Outra iniciativa de destaque foi a criação da Sociedade de Psicologia de São Paulo (SPSP), em 1945, por professoras(es) da Universidade de São Paulo (USP) que depois atuariam na criação de um dos primeiros cursos de graduação em Psicologia no Brasil. Em 1949, de forma pioneira, a SPSP criou o periódico Boletim de Psicologia como seu órgão oficial de divulgação científica. Estas duas iniciativas - a Arquivos e o Boletim - contribuíram significativamente para a consolidação científica da Psicologia no Brasil e se tornaram representativas do que existia de mais avançado na época, abarcando diferentes subáreas e temáticas. Gradualmente, ao longo da década de 1950, outras revistas e centros de formação foram criados em diversas localidades do país. Em meio a este processo de expansão, posteriormente, em 1962, o Estado brasileiro regulamentaria o ensino e a prática profissional em Psicologia através da promulgação da Lei nº 4.119/19623.
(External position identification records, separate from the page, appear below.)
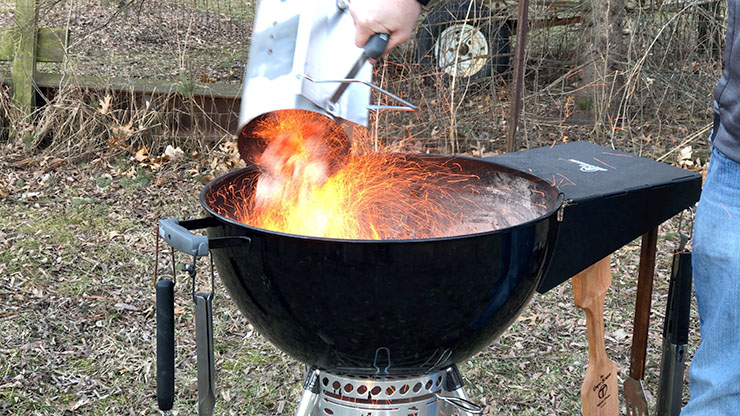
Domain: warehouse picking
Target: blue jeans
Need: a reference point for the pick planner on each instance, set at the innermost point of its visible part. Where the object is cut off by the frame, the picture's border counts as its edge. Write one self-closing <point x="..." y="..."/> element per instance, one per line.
<point x="714" y="374"/>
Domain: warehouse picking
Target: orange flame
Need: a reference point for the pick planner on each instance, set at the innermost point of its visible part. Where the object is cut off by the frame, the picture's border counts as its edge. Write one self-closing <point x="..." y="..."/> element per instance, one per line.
<point x="373" y="196"/>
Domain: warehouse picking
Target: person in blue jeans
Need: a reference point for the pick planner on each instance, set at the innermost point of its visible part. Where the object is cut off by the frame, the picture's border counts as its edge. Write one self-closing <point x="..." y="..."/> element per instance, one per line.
<point x="714" y="373"/>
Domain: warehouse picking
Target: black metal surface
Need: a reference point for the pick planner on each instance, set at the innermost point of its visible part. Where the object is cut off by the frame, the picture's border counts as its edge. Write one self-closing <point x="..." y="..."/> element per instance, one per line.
<point x="165" y="344"/>
<point x="394" y="306"/>
<point x="619" y="198"/>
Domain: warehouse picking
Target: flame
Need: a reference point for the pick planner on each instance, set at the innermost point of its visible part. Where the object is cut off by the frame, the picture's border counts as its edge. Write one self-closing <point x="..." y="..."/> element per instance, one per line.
<point x="371" y="196"/>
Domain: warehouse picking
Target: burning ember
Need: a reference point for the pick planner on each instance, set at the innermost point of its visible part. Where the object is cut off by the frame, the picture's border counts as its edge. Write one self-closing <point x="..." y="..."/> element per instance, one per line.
<point x="305" y="188"/>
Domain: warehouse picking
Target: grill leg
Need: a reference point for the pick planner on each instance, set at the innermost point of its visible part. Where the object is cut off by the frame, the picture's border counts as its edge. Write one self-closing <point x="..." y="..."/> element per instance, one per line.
<point x="310" y="397"/>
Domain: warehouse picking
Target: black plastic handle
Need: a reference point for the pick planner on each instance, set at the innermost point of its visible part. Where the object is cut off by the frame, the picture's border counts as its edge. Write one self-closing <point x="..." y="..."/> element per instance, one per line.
<point x="376" y="45"/>
<point x="676" y="325"/>
<point x="683" y="298"/>
<point x="165" y="344"/>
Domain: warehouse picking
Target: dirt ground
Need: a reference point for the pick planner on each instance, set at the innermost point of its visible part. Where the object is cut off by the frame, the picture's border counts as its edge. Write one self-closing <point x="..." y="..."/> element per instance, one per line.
<point x="77" y="261"/>
<point x="77" y="234"/>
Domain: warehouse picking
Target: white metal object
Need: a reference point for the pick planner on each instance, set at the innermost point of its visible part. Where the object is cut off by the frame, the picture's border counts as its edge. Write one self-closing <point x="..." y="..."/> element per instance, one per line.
<point x="461" y="50"/>
<point x="433" y="394"/>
Neste mesmo período, ocorreram também transformações na sociedade brasileira vinculadas à moral e aos costumes, com o florescimento de novas subculturas sexuais e de novos espaços de sociabilidade homoerótica (Bortolozzi, 2021; Figari, 2017; Green, 2019; Trevisan, 2018). Os anos pós-Segunda Guerra e pós-Estado Novo foram marcados por momentos de prosperidade econômica e por processos de democratização e liberalização que influenciaram a vida cultural do país (Green, 2019). Associadas ao Nazismo, as ideias higienistas e eugênicas perdiam força no meio acadêmico e logo a Medicina Legal seria substituída pela Sexologia como saber dominante no campo dos desvios sexuais.

As grandes metrópoles, como São Paulo e Rio de Janeiro, presenciaram nas décadas de 1950 e 1960 uma emergência do “mundo homossexual” (Hooker, 1965): locais de encontro, praias, bares, festas, concursos de beleza, jornais e revistas, grupos de amizade, clubes de leitura etc. Espaços de sociabilidade onde homossexuais e travestis4 se encontravam, compartilhavam experiências e se apoiavam mutuamente. Influenciados pelos movimentos existentes na Europa e na América do Norte, grupos de homossexuais começaram a falar sobre si e sobre suas vidas, demarcando uma identidade coletiva e abrindo espaços para a defesa de sua normalidade. Identidades e demandas que foram duramente perseguidas após o recrudescimento da Ditadura Militar com o AI-5, em 1968 (Cowan, 2016; Green, 2019).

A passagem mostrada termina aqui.